In fact, India may well be an exception to the hypothesis that plough-based agrarian societies value male upper-body strength, as opposed to hoe-based agrarian societies, where women play an equal role in production (see the Economist article 'The plough and now' from May 2011 referring to a paper from N Nunn of Harvard and P Guiliano of UCLA, On the Origins of Gender Roles: Women and the Plough). Their hypothesis suggests that long-lived prejudices about the (lack of) value of women arise in plough-based societies.
In contrast, Kerala, with its strong agricultural tradition based on paddy cultivation -- and thus the plough -- is matrilinear and matriarchal among its Hindus, which has almost certainly led to its excellent (girl) child-mortality rates and high life expectancy for women (76 years, roughly the same as for white women in the US).
The experience of women in the Northeast is similar, and there also there are pockets of matriliny. The participation of women in the workplace is high in both these areas -- women on average have greater economic independence; and fertility has come down as men seek to marry employed women, and are loath to lose their income should they get pregnant frequently.
The conclusion then is that there is nothing inherently anti-female in India, but that there are certain entrenched, perverted social attitudes. That is small consolation for Sowmya, Aruna and Abhaya, true, but individuals in every society do suffer. For instance, despite the accusations of widespread dowry deaths, it turns out that, as a percentage, more women in the US are killed by husbands and boyfriends than those killed in dowry disputes in India.
That is the good news -- there is nothing inherent in Indian culture that makes it inhospitable to women; but there is the hangover from colonial practices, which should disappear with greater educational freedom for women, and also, ironically, because of the looming woman shortage due to selective foeticide. There is no room for complacency, though.

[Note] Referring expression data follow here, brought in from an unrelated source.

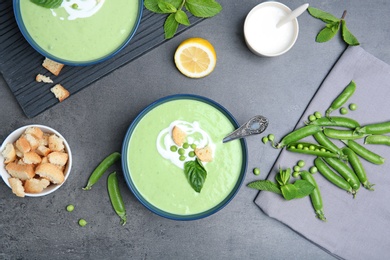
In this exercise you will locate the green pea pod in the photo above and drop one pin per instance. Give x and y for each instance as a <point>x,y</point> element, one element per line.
<point>333,177</point>
<point>342,134</point>
<point>101,169</point>
<point>315,195</point>
<point>323,140</point>
<point>311,149</point>
<point>336,121</point>
<point>116,197</point>
<point>364,152</point>
<point>298,134</point>
<point>346,172</point>
<point>374,129</point>
<point>358,168</point>
<point>341,98</point>
<point>377,139</point>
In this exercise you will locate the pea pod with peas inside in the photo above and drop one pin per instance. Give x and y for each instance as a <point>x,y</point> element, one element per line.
<point>298,134</point>
<point>341,98</point>
<point>311,149</point>
<point>358,168</point>
<point>116,197</point>
<point>364,152</point>
<point>101,169</point>
<point>333,177</point>
<point>346,172</point>
<point>315,195</point>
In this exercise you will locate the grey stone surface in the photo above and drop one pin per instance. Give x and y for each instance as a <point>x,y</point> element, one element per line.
<point>95,120</point>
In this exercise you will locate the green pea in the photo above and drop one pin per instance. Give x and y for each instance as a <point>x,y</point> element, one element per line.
<point>312,118</point>
<point>70,208</point>
<point>82,222</point>
<point>317,114</point>
<point>343,111</point>
<point>352,106</point>
<point>301,163</point>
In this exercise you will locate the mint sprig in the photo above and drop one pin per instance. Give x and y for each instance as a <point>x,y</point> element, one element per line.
<point>48,3</point>
<point>176,14</point>
<point>332,27</point>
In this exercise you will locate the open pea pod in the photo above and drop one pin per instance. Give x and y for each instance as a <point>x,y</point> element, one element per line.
<point>311,149</point>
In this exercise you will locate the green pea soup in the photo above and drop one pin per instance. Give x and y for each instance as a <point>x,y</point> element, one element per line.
<point>162,184</point>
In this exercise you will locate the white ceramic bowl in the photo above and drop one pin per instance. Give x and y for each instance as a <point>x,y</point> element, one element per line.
<point>261,34</point>
<point>14,136</point>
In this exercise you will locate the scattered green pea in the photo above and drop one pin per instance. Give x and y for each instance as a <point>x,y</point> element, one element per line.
<point>352,106</point>
<point>312,118</point>
<point>343,111</point>
<point>317,114</point>
<point>301,163</point>
<point>82,222</point>
<point>70,208</point>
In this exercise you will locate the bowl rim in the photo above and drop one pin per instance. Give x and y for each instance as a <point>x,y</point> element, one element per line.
<point>36,47</point>
<point>157,210</point>
<point>262,5</point>
<point>16,134</point>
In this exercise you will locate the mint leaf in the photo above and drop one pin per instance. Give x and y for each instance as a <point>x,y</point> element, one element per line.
<point>348,37</point>
<point>203,8</point>
<point>166,7</point>
<point>196,174</point>
<point>181,17</point>
<point>328,33</point>
<point>153,5</point>
<point>303,188</point>
<point>289,191</point>
<point>170,26</point>
<point>324,16</point>
<point>48,3</point>
<point>265,185</point>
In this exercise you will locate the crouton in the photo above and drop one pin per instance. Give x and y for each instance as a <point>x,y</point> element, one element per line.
<point>43,78</point>
<point>9,153</point>
<point>58,158</point>
<point>32,158</point>
<point>204,154</point>
<point>17,187</point>
<point>20,171</point>
<point>60,92</point>
<point>52,66</point>
<point>56,143</point>
<point>50,172</point>
<point>36,185</point>
<point>178,136</point>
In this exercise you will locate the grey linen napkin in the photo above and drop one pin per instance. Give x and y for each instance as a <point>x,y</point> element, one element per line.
<point>355,228</point>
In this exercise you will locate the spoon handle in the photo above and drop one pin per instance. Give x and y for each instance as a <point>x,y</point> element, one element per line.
<point>294,14</point>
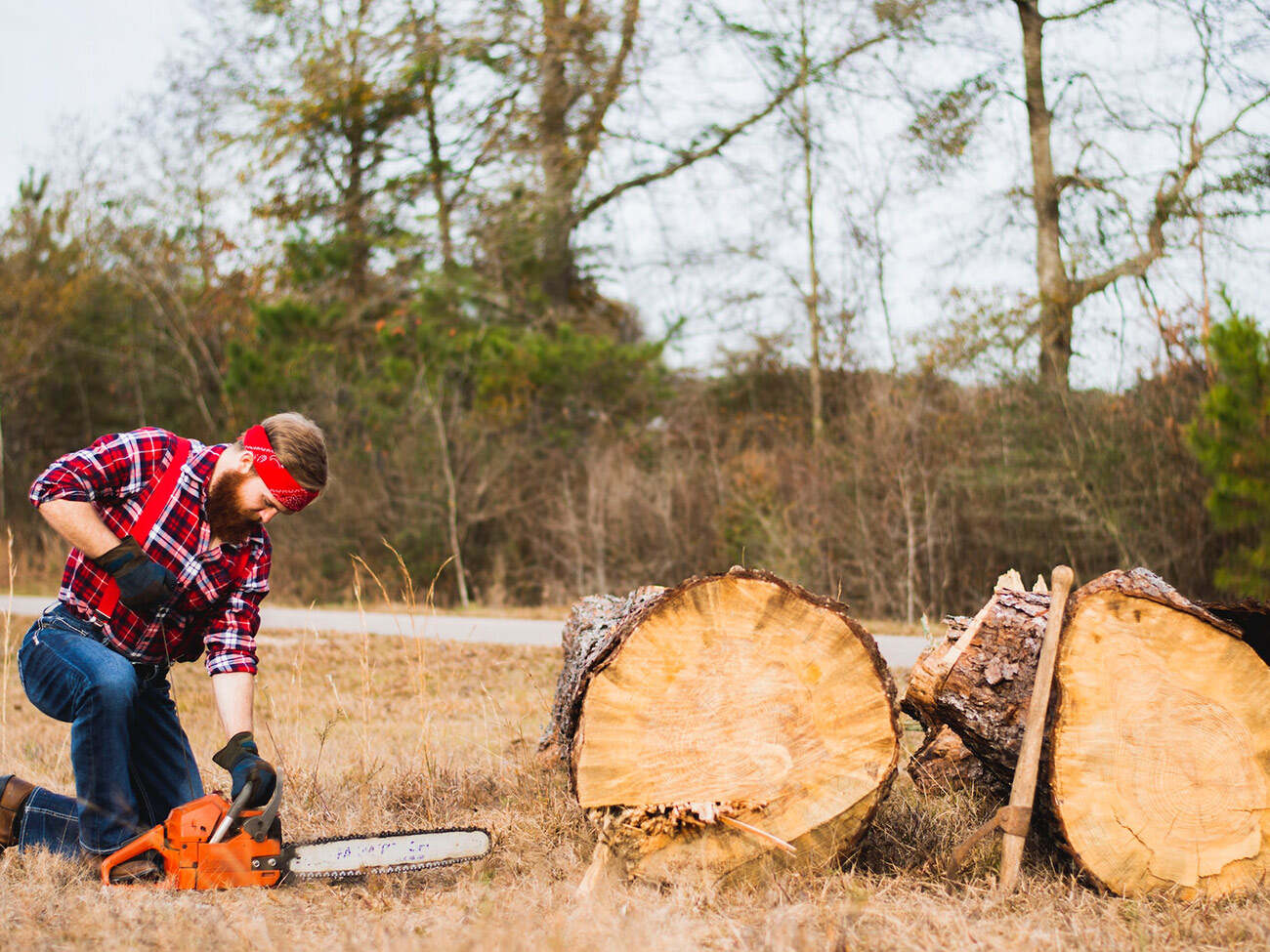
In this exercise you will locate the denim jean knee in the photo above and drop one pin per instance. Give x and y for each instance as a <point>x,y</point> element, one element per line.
<point>131,758</point>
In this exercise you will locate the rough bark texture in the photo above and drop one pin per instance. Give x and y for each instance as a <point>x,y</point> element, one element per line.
<point>976,684</point>
<point>944,763</point>
<point>1156,768</point>
<point>702,722</point>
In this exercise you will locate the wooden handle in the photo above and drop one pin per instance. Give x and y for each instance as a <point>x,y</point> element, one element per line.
<point>1024,787</point>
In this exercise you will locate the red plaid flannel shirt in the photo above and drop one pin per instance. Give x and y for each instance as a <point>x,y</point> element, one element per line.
<point>212,608</point>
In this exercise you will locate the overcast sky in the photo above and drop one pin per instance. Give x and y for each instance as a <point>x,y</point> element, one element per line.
<point>72,68</point>
<point>75,62</point>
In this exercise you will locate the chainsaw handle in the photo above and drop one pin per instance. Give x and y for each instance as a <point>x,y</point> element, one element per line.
<point>236,808</point>
<point>152,839</point>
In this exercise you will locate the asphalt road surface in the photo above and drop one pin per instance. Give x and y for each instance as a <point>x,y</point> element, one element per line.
<point>898,650</point>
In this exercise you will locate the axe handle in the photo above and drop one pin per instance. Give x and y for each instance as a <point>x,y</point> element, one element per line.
<point>1024,787</point>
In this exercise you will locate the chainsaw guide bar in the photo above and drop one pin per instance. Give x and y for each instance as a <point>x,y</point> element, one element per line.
<point>211,843</point>
<point>382,853</point>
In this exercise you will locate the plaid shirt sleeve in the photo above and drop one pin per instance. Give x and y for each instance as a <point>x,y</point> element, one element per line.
<point>117,466</point>
<point>230,638</point>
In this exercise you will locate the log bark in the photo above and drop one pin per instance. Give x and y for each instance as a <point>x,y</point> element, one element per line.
<point>977,684</point>
<point>709,724</point>
<point>1160,743</point>
<point>1157,757</point>
<point>944,765</point>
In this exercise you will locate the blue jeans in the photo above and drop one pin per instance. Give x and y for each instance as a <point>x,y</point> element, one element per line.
<point>131,758</point>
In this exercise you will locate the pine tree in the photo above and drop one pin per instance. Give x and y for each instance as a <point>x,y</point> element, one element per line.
<point>1231,439</point>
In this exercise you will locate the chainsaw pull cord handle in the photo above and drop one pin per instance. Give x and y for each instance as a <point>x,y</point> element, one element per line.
<point>236,808</point>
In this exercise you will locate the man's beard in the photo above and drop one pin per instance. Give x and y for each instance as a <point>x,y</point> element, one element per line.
<point>227,517</point>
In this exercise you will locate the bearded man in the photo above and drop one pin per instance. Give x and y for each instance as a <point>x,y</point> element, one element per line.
<point>170,558</point>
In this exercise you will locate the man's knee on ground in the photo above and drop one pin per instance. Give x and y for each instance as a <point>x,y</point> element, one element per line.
<point>110,684</point>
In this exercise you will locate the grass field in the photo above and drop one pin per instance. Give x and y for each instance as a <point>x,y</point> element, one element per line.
<point>377,732</point>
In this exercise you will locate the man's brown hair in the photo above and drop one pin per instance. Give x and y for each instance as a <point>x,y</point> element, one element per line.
<point>301,447</point>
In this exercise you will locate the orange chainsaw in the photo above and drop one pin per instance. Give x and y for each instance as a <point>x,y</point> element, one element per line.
<point>210,845</point>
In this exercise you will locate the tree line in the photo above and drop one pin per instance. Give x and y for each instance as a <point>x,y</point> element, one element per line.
<point>390,215</point>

Societal change does not come on its own. For instance, the anti-tobacco effort really did not take off until the problem of second-hand smoke was publicised heavily, and non-smokers understood the dangers to themselves from inhaling smoke. Similarly, it is necessary to introduce public awareness campaigns on the value of the girl-child; the fact that often your daughter is more willing than your daughter-in-law to tend to you in your old age may well be the clincher.